A graph database stores data as nodes (entities) and edges (relationships). It excels at managing and querying complex relationships.

Purpose

Model and analyse user connections, such as friends, colleagues, or mutual connections.

Use Case: Esha’s Network

Esha’s connections, endorsements, and professional groups are stored in Neo4j.

Example Graph Structure

Nodes:
- Esha (User)
- Vamsi (Connection)
- Tech Group (Professional Group)
Edges:
- Esha → Vamsi (Connection)
- Esha → Tech Group (Membership)

Flow:
When LinkedIn suggests “People You May Know,” Neo4j traverses Esha’s network to find second-degree connections like Vamsi’s colleagues.

5. Key-Value Database

What It Is

Key-value databases store data as simple key-value pairs for quick access. They are often used for caching and session management.

Purpose

Provide real-time data retrieval for frequently accessed information like notifications, follower counts, or session data.

Use Case: Esha’s Notifications

When Esha logs in, her unread notifications and profile views are instantly fetched from Redis.

Example Key-Value Pairs

esha_notifications: [notif1, notif2, notif3]  
esha_profile_views: 350

Flow:
Redis ensures Esha’s real-time notifications and session data load instantly, enhancing her user experience.

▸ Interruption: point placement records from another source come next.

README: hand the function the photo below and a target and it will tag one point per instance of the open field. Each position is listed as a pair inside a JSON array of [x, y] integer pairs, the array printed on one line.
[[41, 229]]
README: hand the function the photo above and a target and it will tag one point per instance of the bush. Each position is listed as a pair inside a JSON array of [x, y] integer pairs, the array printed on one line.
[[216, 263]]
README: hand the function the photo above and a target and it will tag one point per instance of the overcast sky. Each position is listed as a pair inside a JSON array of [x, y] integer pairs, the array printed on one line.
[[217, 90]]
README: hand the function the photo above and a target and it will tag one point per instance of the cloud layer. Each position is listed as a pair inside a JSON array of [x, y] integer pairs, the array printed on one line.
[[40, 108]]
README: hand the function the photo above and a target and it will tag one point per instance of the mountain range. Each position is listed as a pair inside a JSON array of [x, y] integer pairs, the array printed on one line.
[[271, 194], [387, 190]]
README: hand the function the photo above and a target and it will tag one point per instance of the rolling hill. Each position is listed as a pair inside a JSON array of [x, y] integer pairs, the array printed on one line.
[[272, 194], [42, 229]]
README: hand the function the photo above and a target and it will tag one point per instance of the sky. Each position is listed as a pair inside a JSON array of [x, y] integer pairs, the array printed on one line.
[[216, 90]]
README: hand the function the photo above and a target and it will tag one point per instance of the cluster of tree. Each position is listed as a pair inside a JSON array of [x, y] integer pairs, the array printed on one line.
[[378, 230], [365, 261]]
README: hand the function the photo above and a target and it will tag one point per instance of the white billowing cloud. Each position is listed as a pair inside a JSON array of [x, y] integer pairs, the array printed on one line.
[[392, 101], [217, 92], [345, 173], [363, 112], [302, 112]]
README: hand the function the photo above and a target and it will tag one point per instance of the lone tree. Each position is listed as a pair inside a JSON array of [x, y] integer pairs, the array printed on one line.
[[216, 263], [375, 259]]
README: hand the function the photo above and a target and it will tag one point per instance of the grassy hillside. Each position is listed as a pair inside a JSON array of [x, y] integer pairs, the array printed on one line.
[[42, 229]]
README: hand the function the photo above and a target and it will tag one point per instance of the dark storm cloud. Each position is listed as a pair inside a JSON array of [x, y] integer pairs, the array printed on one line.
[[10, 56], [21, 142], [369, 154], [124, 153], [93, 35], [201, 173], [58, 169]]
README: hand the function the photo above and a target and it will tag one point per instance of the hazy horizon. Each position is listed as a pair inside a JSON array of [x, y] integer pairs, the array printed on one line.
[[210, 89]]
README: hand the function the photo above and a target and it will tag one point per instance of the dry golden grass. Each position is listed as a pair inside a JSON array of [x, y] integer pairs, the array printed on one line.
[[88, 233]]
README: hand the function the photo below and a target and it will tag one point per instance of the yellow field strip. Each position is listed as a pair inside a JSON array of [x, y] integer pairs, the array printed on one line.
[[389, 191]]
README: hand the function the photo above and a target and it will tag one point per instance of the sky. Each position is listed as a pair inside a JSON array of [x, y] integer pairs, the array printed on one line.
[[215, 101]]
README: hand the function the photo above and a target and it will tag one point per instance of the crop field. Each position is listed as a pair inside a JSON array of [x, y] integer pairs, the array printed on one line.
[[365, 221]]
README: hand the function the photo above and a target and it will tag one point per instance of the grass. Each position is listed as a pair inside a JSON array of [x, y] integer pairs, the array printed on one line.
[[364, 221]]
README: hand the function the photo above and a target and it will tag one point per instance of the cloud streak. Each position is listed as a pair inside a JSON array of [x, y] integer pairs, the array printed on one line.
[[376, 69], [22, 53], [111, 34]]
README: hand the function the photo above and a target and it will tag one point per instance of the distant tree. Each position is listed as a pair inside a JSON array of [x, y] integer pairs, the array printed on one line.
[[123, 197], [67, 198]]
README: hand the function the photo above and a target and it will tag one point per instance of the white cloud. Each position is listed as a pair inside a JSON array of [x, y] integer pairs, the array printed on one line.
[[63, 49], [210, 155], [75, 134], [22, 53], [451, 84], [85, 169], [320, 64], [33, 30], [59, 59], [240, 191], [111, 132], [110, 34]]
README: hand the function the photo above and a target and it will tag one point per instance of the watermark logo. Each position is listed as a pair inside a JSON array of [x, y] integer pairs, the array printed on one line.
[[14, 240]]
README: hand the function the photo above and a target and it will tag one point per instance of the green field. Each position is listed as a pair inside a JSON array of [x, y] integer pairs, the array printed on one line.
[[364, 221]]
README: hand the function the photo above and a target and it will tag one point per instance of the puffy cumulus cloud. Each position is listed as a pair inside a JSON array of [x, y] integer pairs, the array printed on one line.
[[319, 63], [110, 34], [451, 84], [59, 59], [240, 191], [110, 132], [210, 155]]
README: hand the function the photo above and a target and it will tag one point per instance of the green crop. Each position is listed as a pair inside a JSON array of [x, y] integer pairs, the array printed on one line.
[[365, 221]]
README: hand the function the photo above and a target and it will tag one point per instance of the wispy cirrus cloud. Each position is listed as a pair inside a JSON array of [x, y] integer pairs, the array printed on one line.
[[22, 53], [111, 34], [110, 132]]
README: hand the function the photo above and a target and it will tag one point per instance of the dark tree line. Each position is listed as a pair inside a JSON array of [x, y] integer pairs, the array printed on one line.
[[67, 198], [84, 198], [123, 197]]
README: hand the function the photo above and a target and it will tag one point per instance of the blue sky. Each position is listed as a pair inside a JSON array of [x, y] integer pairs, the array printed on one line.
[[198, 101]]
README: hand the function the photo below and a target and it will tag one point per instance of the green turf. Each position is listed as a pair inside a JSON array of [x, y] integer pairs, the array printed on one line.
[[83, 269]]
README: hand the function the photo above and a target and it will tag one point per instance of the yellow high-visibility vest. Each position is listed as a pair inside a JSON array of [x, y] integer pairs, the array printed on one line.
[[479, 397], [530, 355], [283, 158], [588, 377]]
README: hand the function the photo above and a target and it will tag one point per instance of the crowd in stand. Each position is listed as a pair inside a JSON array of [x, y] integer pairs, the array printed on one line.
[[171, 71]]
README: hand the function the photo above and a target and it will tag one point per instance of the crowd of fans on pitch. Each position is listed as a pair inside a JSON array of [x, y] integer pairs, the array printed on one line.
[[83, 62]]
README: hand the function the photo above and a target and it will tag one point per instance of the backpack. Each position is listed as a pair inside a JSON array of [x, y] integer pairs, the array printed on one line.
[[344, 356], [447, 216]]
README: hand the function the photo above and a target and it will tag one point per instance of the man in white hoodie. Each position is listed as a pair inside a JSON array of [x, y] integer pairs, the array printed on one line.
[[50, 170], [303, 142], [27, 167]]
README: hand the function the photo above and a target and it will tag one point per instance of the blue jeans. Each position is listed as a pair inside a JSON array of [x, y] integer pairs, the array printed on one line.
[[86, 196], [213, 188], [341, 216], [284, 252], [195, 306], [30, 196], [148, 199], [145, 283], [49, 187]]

How These Databases Work Together

Here’s a simplified flow of how LinkedIn, with Esha’s profile, utilizes multiple databases:

User Data (Relational Database):
Esha’s structured data, like her profile and job applications, are stored in PostgreSQL.
User Content (NoSQL Database):
Posts, multimedia uploads, and messages are stored in MongoDB.
Engagement Analytics (Column Database):
Amazon Redshift analyzes engagement metrics to identify trends.
Connections (Graph Database):
Neo4j manages Esha’s professional network and suggests new connections.
Real-Time Data (Key-Value Database):
Redis provides instant access to notifications and session data.

Real-Life Flow Example: Esha Logs In

Login (Redis):
Redis retrieves Esha’s active session and notifications.
Feed Loading (PostgreSQL & MongoDB):
Her feed displays posts from her connections, combining structured and multimedia data.
Friend Suggestions (Neo4j):
LinkedIn suggests new connections based on Esha’s current network.
Post Analytics (Amazon Redshift):
The platform uses analytics to show her how well her latest post is performing.

Why Use Multiple Databases?

Each database type has unique strengths:

Relational databases ensure data integrity and support complex queries.
NoSQL databases handle unstructured data like multimedia.
Column databases provide powerful analytics for user engagement.
Graph databases manage and explore complex relationships.
Key-value stores deliver real-time data for caching and notifications.

By integrating these databases, LinkedIn provides a seamless, fast, and feature-rich user experience for profiles like Esha Manyam’s.

Conclusion

Understanding how different databases complement each other is essential for designing scalable applications. Whether it’s storing structured user data, handling unstructured multimedia, or providing real-time updates, each database plays a vital role.